06 September 2021

Counterintuitive math puzzle

I think the most interesting puzzles are not the ones that are hardest, but the ones that are counterintuitive.  This is a good example:
Your friend choses at random a card from a standard deck of 52 cards, and keeps this card concealed. You have to guess which of the 52 cards it is.

Before you guess, you can ask your friend one of the following three questions:
- is the card red?
- is the card a face card? (Jack, Queen or King)
- is the card the ace of spades?
Your friend will answer truthfully. Which question would you ask that gives you the best chance of guessing the correct card?

Answer below the fold... 

Solution: It doesn’t matter. In all three cases, your chance of guessing the correct card is 1 in 26.
Detailed explanation at The Guardian.  I predict most readers will need to go there to figure this one out.

2 comments:

  1. the first two questions are obvious, as they eliminate half the answers right away.
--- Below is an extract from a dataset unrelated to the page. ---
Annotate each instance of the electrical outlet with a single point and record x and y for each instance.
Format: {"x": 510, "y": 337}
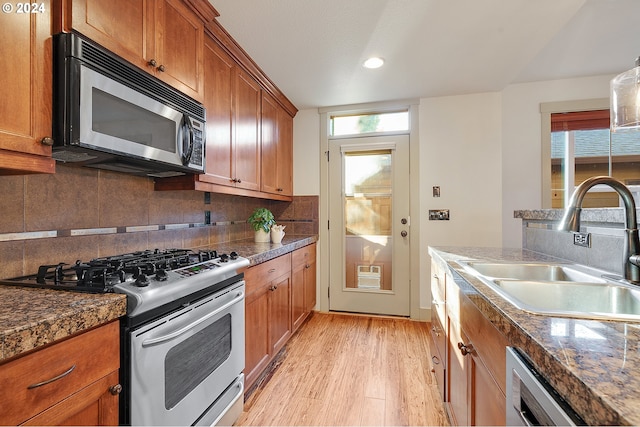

The third took a bit more thought, but I figured it out without going to the site.

    ReplyDelete
  2. “You CAN ask your friend one of the following questions”
    “Which question would you ask that gives you the BEST CHANCE of guessing the correct card?”

    Since it isn’t a requirement (they only say that I CAN, not that I MUST) to ask one of the provided questions, I would just ask my friend what the card was as that would give me the best chance of correctly guessing.